The International Day of Reflection on the Genocide in Rwanda offers an opportunity to honour the memory of the more than 800,000 people – overwhelmingly Tutsi, and also moderate Hutu, Twa and others – who were systematically killed across Rwanda in less than three months just over two decades ago. It is also an occasion to recognize the pain and the courage of those who survived.
Our annual sombre observance is all the more meaningful this year as we mark the 70th anniversary of the founding of the United Nations. We must use this occasion to look back on the past – and to squarely confront the challenges of the present, renewing our collective resolve to prevent such atrocities from happening again.
Many countries now face grave security threats. People are being subjected to the brutality of violent conflicts and the indignities of poverty.

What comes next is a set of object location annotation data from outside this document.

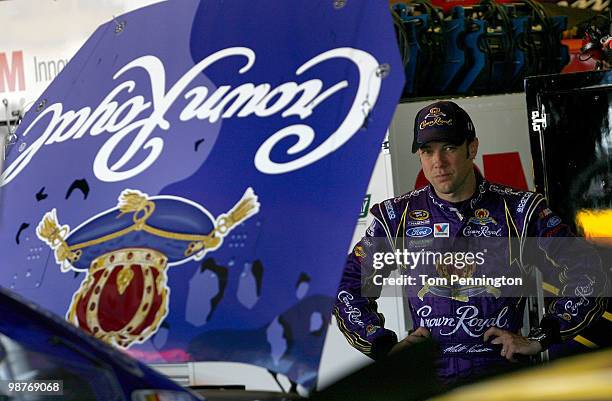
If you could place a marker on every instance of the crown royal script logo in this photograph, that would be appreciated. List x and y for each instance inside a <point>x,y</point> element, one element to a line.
<point>139,120</point>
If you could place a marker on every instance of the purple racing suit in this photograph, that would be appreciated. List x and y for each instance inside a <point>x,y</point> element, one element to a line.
<point>457,316</point>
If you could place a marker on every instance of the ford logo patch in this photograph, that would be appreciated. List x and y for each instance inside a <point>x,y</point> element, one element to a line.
<point>419,232</point>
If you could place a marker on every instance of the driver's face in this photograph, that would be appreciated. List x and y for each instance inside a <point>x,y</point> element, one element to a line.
<point>448,166</point>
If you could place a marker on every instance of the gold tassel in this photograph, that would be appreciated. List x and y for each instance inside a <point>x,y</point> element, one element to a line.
<point>136,202</point>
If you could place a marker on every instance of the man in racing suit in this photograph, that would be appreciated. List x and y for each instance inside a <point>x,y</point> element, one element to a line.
<point>477,330</point>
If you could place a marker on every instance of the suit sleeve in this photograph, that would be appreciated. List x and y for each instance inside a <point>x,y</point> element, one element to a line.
<point>571,268</point>
<point>357,315</point>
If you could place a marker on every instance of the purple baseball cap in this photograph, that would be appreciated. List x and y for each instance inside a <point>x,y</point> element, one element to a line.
<point>442,121</point>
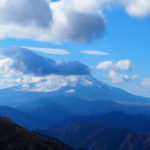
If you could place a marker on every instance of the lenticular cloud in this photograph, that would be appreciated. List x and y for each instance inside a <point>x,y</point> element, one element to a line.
<point>65,20</point>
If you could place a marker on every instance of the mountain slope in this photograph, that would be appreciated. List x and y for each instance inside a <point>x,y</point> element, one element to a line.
<point>13,137</point>
<point>136,123</point>
<point>97,137</point>
<point>24,119</point>
<point>86,87</point>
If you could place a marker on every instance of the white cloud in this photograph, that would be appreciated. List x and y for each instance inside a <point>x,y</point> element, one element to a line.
<point>146,82</point>
<point>70,91</point>
<point>27,82</point>
<point>44,20</point>
<point>94,52</point>
<point>120,65</point>
<point>120,78</point>
<point>139,8</point>
<point>48,50</point>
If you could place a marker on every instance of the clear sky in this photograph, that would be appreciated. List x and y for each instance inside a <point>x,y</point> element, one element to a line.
<point>119,55</point>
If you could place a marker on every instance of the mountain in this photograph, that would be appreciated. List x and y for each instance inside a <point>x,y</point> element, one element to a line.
<point>52,113</point>
<point>14,137</point>
<point>87,88</point>
<point>90,88</point>
<point>97,137</point>
<point>83,107</point>
<point>24,119</point>
<point>137,123</point>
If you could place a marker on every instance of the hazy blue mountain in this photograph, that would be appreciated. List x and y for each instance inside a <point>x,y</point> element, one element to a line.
<point>84,107</point>
<point>138,123</point>
<point>24,119</point>
<point>97,137</point>
<point>96,90</point>
<point>52,113</point>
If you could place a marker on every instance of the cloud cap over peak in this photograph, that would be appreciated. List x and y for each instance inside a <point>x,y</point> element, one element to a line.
<point>28,62</point>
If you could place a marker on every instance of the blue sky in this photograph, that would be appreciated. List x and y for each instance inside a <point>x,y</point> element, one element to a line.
<point>126,37</point>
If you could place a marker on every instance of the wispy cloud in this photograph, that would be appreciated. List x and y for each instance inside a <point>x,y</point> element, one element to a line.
<point>116,77</point>
<point>48,50</point>
<point>113,69</point>
<point>119,65</point>
<point>146,82</point>
<point>95,52</point>
<point>58,22</point>
<point>29,62</point>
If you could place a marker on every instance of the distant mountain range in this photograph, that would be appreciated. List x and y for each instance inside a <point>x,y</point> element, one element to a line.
<point>14,137</point>
<point>93,91</point>
<point>97,137</point>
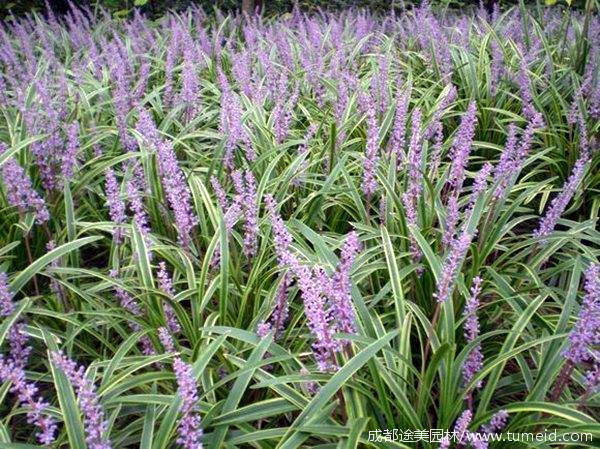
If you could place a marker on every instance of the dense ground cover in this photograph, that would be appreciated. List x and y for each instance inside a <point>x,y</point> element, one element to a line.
<point>291,232</point>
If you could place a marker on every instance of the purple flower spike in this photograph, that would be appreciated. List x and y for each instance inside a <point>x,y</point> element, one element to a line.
<point>250,207</point>
<point>166,340</point>
<point>140,217</point>
<point>95,423</point>
<point>172,179</point>
<point>342,304</point>
<point>19,191</point>
<point>245,187</point>
<point>457,252</point>
<point>69,160</point>
<point>497,423</point>
<point>7,306</point>
<point>461,146</point>
<point>560,202</point>
<point>27,394</point>
<point>397,140</point>
<point>474,360</point>
<point>410,198</point>
<point>369,182</point>
<point>166,285</point>
<point>189,430</point>
<point>586,333</point>
<point>462,425</point>
<point>131,305</point>
<point>116,206</point>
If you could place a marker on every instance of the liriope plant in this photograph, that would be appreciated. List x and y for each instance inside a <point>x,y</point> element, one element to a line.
<point>238,231</point>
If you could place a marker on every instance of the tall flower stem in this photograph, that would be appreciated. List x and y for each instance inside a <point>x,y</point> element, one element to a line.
<point>30,260</point>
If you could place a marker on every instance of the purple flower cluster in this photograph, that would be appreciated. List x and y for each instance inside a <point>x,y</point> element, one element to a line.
<point>586,333</point>
<point>116,206</point>
<point>231,124</point>
<point>315,288</point>
<point>560,202</point>
<point>341,286</point>
<point>172,178</point>
<point>299,177</point>
<point>245,187</point>
<point>140,217</point>
<point>461,146</point>
<point>369,182</point>
<point>95,424</point>
<point>166,285</point>
<point>189,430</point>
<point>131,305</point>
<point>514,154</point>
<point>397,139</point>
<point>456,254</point>
<point>19,191</point>
<point>27,394</point>
<point>69,158</point>
<point>414,187</point>
<point>12,369</point>
<point>474,361</point>
<point>166,339</point>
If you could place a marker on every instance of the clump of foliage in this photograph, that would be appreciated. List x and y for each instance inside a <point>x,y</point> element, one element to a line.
<point>229,231</point>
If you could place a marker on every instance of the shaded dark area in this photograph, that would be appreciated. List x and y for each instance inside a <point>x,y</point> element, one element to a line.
<point>156,8</point>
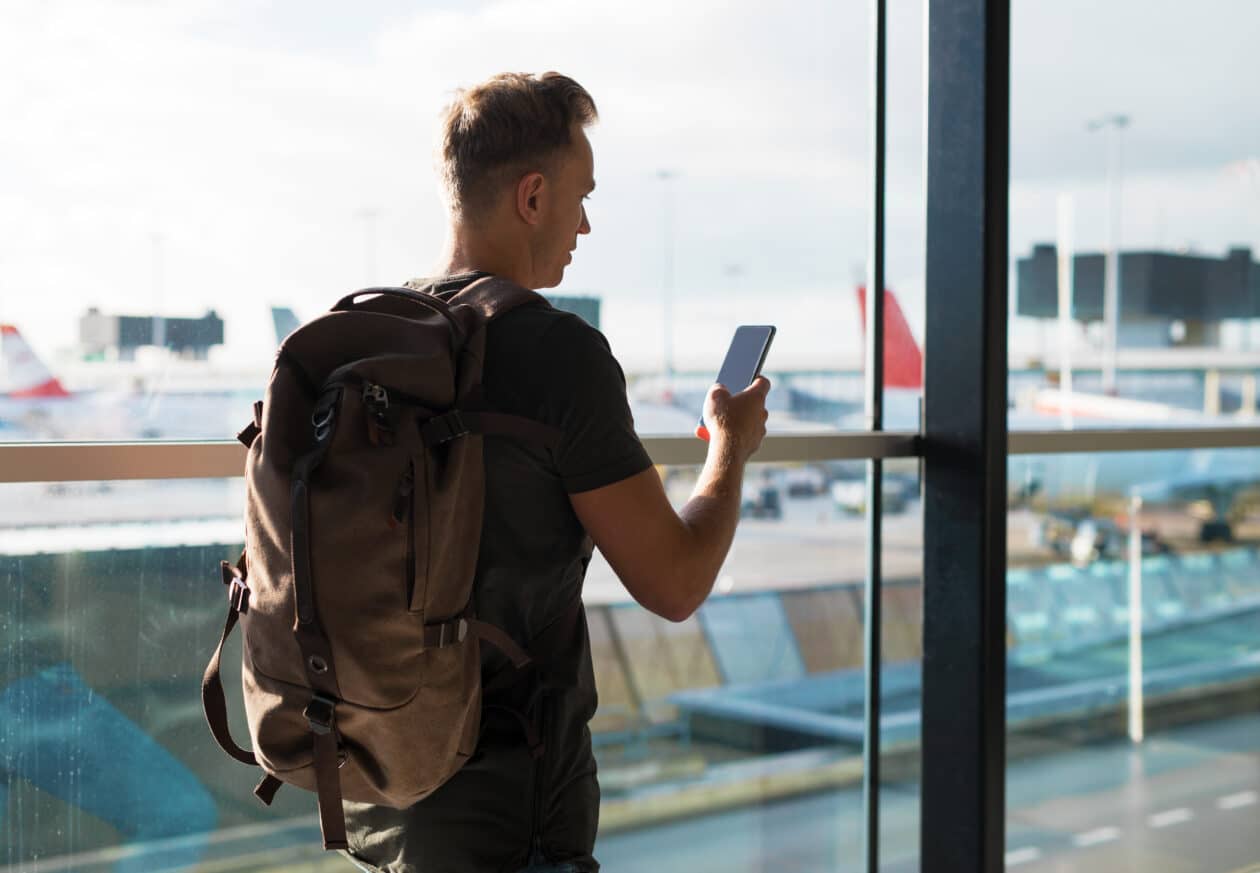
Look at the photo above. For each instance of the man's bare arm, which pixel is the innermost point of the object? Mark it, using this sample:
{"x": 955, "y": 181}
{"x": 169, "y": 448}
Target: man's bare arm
{"x": 667, "y": 559}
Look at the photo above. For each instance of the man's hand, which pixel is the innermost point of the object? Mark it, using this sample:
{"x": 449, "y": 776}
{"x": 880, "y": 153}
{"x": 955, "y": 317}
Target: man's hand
{"x": 737, "y": 422}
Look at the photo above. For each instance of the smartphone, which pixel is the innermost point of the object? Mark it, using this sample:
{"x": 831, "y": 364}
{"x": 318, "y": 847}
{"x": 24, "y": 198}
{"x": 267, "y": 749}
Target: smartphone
{"x": 742, "y": 364}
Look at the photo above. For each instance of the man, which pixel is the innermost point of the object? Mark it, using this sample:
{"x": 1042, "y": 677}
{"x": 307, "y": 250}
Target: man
{"x": 517, "y": 168}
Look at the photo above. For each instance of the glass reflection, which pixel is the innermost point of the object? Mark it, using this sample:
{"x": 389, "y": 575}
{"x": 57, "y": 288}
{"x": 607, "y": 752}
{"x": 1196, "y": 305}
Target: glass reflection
{"x": 1105, "y": 774}
{"x": 713, "y": 733}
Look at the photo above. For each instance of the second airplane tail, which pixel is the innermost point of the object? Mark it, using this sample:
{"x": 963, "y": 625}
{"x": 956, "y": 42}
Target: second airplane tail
{"x": 902, "y": 358}
{"x": 24, "y": 374}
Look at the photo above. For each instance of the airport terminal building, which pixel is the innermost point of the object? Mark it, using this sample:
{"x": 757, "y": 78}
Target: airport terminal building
{"x": 994, "y": 597}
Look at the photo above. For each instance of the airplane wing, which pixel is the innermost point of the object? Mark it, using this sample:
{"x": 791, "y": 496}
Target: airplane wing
{"x": 285, "y": 321}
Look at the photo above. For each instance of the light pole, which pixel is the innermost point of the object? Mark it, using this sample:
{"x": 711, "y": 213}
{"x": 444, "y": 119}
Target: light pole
{"x": 667, "y": 286}
{"x": 1113, "y": 124}
{"x": 369, "y": 217}
{"x": 159, "y": 320}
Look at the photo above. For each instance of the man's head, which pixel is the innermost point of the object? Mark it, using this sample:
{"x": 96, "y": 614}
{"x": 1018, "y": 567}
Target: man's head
{"x": 515, "y": 166}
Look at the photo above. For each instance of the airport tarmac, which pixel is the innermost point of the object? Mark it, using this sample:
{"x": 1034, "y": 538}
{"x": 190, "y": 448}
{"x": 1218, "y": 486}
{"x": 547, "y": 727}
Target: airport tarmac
{"x": 1185, "y": 801}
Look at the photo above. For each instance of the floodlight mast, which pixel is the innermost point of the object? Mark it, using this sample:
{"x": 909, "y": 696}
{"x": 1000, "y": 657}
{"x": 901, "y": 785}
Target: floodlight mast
{"x": 1114, "y": 125}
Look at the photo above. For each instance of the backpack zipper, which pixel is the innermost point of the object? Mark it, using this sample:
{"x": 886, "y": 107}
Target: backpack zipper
{"x": 538, "y": 779}
{"x": 405, "y": 513}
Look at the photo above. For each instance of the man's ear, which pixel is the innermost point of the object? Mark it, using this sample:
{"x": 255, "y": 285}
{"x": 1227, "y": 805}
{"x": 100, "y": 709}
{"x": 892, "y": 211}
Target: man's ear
{"x": 529, "y": 192}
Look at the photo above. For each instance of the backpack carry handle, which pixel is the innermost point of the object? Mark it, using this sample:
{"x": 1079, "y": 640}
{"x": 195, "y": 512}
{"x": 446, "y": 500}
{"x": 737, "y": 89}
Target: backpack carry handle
{"x": 427, "y": 300}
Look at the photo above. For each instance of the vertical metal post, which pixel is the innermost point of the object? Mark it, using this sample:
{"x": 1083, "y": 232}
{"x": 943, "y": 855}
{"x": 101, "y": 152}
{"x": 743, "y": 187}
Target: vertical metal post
{"x": 873, "y": 617}
{"x": 1137, "y": 708}
{"x": 963, "y": 742}
{"x": 667, "y": 285}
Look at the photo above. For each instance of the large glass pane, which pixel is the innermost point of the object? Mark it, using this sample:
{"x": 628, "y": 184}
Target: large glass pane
{"x": 730, "y": 740}
{"x": 1129, "y": 197}
{"x": 1122, "y": 564}
{"x": 190, "y": 182}
{"x": 747, "y": 718}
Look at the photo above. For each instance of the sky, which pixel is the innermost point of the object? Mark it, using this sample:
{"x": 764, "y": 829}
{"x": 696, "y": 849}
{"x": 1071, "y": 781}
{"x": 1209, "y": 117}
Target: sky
{"x": 184, "y": 155}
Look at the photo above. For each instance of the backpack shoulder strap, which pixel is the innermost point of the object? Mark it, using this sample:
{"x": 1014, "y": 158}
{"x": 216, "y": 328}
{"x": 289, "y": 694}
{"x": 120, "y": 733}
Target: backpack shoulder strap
{"x": 494, "y": 296}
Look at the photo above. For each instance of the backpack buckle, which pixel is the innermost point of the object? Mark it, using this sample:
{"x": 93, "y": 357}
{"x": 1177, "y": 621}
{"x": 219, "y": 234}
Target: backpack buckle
{"x": 459, "y": 630}
{"x": 444, "y": 428}
{"x": 319, "y": 714}
{"x": 376, "y": 397}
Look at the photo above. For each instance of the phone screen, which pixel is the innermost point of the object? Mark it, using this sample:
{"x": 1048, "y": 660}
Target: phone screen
{"x": 744, "y": 360}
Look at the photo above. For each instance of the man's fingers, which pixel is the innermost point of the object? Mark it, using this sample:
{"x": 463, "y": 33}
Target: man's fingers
{"x": 760, "y": 386}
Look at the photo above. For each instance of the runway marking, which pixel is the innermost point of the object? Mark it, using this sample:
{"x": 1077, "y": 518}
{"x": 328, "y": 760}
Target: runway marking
{"x": 1022, "y": 855}
{"x": 1236, "y": 800}
{"x": 1169, "y": 818}
{"x": 1095, "y": 837}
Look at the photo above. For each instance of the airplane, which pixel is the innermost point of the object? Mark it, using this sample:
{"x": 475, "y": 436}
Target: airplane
{"x": 37, "y": 406}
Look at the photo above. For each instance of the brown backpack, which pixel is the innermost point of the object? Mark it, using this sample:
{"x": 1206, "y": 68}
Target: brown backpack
{"x": 363, "y": 518}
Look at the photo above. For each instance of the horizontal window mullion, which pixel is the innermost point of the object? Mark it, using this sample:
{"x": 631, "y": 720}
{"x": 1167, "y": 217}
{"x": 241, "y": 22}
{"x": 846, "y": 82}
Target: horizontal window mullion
{"x": 105, "y": 461}
{"x": 1062, "y": 442}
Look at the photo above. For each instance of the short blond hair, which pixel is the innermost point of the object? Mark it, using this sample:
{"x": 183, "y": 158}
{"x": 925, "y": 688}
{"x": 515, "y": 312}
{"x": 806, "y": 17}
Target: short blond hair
{"x": 498, "y": 130}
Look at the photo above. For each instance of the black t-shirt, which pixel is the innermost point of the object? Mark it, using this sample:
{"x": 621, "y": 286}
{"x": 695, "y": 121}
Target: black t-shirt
{"x": 552, "y": 367}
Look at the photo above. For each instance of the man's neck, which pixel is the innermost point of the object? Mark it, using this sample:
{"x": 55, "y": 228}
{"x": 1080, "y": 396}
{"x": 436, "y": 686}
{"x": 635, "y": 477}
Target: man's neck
{"x": 471, "y": 252}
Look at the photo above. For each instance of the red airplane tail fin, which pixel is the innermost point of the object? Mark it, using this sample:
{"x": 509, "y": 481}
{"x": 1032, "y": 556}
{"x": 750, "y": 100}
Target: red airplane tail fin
{"x": 23, "y": 373}
{"x": 902, "y": 358}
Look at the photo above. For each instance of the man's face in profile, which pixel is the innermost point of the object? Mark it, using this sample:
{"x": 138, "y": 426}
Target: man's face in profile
{"x": 563, "y": 212}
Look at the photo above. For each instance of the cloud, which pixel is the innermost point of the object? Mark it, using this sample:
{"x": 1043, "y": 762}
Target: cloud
{"x": 223, "y": 153}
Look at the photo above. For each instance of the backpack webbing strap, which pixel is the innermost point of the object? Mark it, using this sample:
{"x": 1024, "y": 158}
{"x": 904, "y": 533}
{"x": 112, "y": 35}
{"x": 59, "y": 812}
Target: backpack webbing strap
{"x": 460, "y": 422}
{"x": 500, "y": 640}
{"x": 266, "y": 789}
{"x": 328, "y": 777}
{"x": 316, "y": 656}
{"x": 214, "y": 704}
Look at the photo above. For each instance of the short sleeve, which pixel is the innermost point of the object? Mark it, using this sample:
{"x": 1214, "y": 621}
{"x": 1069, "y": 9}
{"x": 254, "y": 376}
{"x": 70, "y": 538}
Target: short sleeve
{"x": 586, "y": 398}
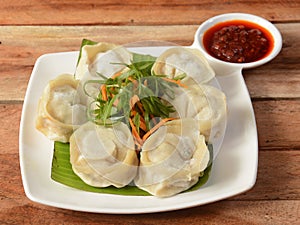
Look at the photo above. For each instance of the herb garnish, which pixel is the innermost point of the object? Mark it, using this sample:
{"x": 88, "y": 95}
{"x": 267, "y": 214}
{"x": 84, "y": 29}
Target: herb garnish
{"x": 135, "y": 97}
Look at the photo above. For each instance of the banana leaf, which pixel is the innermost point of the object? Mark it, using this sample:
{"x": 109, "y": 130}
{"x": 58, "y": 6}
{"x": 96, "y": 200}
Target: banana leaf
{"x": 62, "y": 172}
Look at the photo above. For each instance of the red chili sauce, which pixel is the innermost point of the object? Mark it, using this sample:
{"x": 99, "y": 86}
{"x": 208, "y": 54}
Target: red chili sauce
{"x": 238, "y": 41}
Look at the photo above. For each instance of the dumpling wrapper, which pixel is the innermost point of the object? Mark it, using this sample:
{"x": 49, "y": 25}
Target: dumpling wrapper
{"x": 103, "y": 58}
{"x": 103, "y": 156}
{"x": 178, "y": 60}
{"x": 172, "y": 159}
{"x": 60, "y": 110}
{"x": 204, "y": 103}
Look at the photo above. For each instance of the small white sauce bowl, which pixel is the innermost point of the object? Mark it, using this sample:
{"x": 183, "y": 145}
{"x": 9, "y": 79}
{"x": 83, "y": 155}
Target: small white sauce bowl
{"x": 225, "y": 68}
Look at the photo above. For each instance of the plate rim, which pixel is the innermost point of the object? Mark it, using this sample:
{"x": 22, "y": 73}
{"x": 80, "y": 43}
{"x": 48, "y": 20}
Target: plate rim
{"x": 32, "y": 196}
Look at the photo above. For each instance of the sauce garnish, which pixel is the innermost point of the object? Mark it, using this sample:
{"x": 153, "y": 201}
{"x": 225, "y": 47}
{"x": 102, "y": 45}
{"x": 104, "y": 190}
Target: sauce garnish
{"x": 238, "y": 41}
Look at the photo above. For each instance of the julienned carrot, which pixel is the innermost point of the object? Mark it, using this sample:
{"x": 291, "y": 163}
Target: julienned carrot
{"x": 104, "y": 93}
{"x": 133, "y": 100}
{"x": 117, "y": 74}
{"x": 153, "y": 129}
{"x": 174, "y": 81}
{"x": 135, "y": 133}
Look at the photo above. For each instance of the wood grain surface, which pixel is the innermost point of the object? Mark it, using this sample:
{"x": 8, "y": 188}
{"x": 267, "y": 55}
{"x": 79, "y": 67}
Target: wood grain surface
{"x": 29, "y": 29}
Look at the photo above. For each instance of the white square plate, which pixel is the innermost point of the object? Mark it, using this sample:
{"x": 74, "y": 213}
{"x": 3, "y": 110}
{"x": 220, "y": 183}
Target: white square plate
{"x": 234, "y": 169}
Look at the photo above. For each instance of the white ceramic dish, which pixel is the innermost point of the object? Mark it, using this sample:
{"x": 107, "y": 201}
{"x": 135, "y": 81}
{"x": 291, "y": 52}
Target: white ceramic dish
{"x": 233, "y": 172}
{"x": 234, "y": 169}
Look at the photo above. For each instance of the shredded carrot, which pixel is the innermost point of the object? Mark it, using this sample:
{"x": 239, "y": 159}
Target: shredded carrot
{"x": 133, "y": 100}
{"x": 143, "y": 124}
{"x": 174, "y": 81}
{"x": 116, "y": 74}
{"x": 153, "y": 129}
{"x": 135, "y": 133}
{"x": 140, "y": 106}
{"x": 103, "y": 92}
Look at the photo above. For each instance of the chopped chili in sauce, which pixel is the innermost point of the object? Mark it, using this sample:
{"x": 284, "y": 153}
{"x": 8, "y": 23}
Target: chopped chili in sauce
{"x": 238, "y": 41}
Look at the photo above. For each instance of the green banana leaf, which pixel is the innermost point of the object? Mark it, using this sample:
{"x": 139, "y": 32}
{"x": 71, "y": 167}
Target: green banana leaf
{"x": 62, "y": 173}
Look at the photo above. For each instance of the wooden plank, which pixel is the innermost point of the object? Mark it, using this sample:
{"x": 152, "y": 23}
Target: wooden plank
{"x": 138, "y": 12}
{"x": 277, "y": 179}
{"x": 278, "y": 170}
{"x": 281, "y": 77}
{"x": 21, "y": 46}
{"x": 278, "y": 123}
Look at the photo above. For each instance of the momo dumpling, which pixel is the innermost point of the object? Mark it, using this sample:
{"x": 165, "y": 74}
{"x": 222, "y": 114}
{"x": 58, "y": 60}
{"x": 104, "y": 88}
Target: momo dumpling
{"x": 103, "y": 156}
{"x": 60, "y": 110}
{"x": 172, "y": 159}
{"x": 103, "y": 58}
{"x": 178, "y": 60}
{"x": 204, "y": 103}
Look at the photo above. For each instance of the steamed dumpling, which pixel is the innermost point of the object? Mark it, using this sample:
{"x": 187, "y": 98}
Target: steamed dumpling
{"x": 204, "y": 103}
{"x": 103, "y": 156}
{"x": 60, "y": 110}
{"x": 172, "y": 159}
{"x": 103, "y": 58}
{"x": 178, "y": 60}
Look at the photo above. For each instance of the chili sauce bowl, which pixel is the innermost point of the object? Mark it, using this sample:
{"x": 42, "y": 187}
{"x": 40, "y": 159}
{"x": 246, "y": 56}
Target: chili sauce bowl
{"x": 224, "y": 67}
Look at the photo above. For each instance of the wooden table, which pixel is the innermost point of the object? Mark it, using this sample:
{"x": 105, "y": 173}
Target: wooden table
{"x": 29, "y": 29}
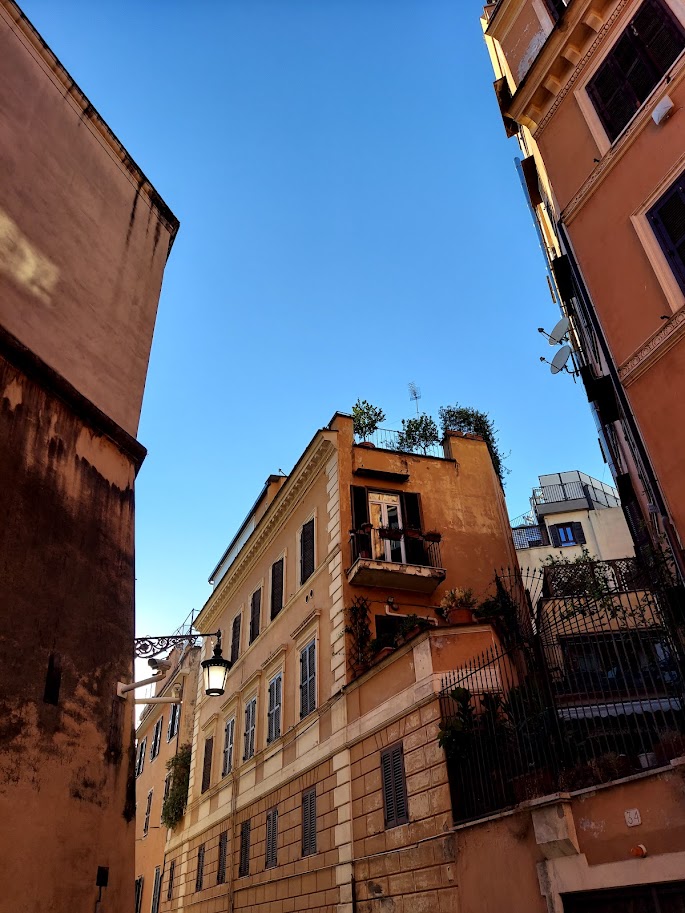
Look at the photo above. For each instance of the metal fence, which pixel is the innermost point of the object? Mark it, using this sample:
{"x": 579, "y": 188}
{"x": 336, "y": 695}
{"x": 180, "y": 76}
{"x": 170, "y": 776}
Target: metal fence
{"x": 584, "y": 688}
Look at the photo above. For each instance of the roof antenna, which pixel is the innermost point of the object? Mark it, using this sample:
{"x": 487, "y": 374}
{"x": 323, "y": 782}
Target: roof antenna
{"x": 414, "y": 394}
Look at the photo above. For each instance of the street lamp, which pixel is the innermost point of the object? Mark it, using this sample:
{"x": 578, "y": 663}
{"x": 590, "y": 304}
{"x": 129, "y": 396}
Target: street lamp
{"x": 215, "y": 670}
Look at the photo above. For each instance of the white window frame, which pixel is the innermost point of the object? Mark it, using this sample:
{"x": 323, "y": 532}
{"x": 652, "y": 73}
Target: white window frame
{"x": 250, "y": 732}
{"x": 229, "y": 747}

Discrimination persists in societies torn apart by war, as well as in democracies that largely enjoy peace. Hatred may manifest as institutionalized racism, ethnic strife, or episodes of intolerance or exclusion. In other instances, discrimination reflects the official, national version of history that denies the identity of some segments of the population.
I deplore the conflicts and atrocity crimes in many parts of the world that continue to divide communities, killing and displacing people, undermining economies and destroying cultural heritage.
Our first duty is always to prevent these situations and to protect vulnerable human beings in distress. My Human Rights Up Front initiative seeks to prevent serious human rights violations by acting on early warning signs before they become more serious. My Special Advisers on the Prevention of Genocide and on the Responsibility to Protect work to advance national and international efforts to protect populations from atrocity crimes. We aim to ensure swift and decisive action to save lives and stop abuses.
On this Day, I appeal to the international community to do more than just speak about atrocity crimes and then fail to take timely action to prevent them. I call on all to summon the courage to act before situations deteriorate based on our collective moral responsibility. This is critical for the maintenance of international peace and security.
As I said at last year’s commemoration in Kigali, we must exercise “Umuganda” – coming together in common purpose – to avert what can be prevented and counter the cruelty taking place before our eyes.